Ghost Train was a total fluke.
In the fall of 1993, while an undergrad at the University of Nevada, Las Vegas, I happened to hear the wind symphony rehearsing through closed doors. I snuck into the band room and sat entranced for 50 minutes, transported by what was, hands down, the single loudest music I had ever heard. 6 percussionists! 8 trumpets! I was in love.

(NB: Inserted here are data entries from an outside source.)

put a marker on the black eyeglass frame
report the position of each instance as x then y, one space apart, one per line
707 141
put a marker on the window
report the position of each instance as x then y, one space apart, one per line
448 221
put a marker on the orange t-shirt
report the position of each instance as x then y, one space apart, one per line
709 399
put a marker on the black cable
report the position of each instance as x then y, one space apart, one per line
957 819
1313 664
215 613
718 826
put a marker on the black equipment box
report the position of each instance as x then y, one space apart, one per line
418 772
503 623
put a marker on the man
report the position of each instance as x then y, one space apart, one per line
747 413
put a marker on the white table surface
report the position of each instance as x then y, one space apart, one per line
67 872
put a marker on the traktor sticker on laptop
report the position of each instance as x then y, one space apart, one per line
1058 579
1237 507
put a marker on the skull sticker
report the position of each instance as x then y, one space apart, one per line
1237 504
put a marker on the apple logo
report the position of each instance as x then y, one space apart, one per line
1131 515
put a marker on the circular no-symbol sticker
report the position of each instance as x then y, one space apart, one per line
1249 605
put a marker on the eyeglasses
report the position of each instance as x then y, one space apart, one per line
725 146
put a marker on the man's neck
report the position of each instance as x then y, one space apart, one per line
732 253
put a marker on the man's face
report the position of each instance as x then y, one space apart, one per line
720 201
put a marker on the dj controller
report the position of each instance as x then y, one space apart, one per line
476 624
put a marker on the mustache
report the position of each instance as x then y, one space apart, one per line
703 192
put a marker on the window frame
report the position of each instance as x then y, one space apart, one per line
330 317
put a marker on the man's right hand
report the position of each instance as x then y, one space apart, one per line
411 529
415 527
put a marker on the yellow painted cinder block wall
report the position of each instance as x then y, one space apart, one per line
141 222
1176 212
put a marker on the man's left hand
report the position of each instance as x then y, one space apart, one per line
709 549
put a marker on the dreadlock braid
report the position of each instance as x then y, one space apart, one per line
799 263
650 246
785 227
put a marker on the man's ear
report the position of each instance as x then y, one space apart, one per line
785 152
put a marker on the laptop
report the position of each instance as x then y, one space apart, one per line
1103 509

After the rehearsal I approached Thomas Leslie, the conductor, and asked if I could write a piece for their group. He said (without hesitation), “sure, and if it turns out well we’ll play it at the CBDNA convention in the Spring.” Now, up to this point I had never written for instruments before, only singers, so I got all of my friends who were instrumentalists and took them through their paces: “What pieces do you love to play? Which register is most comfortable? Which instrument sounds best when doubled with your instrument? etc.” I struggled with the work all through Christmas break (I wrote it in Las Vegas, Lake Tahoe, and Waco Texas) and presented Tom with the first movement when school resumed. He played it beautifully at the convention, and BOOM… the thing took off like a shot. Band directors began calling me at home, trying to buy it from me, and my formal career as ‘composer’ had begun.
I wrote the second and third movement a year later, and Tom premiered the whole thing in the Spring of 1995. I graduated two months later and headed for Juilliard. Ghost Train is dedicated to the man who brought it to life, Mr. Thomas G. Leslie.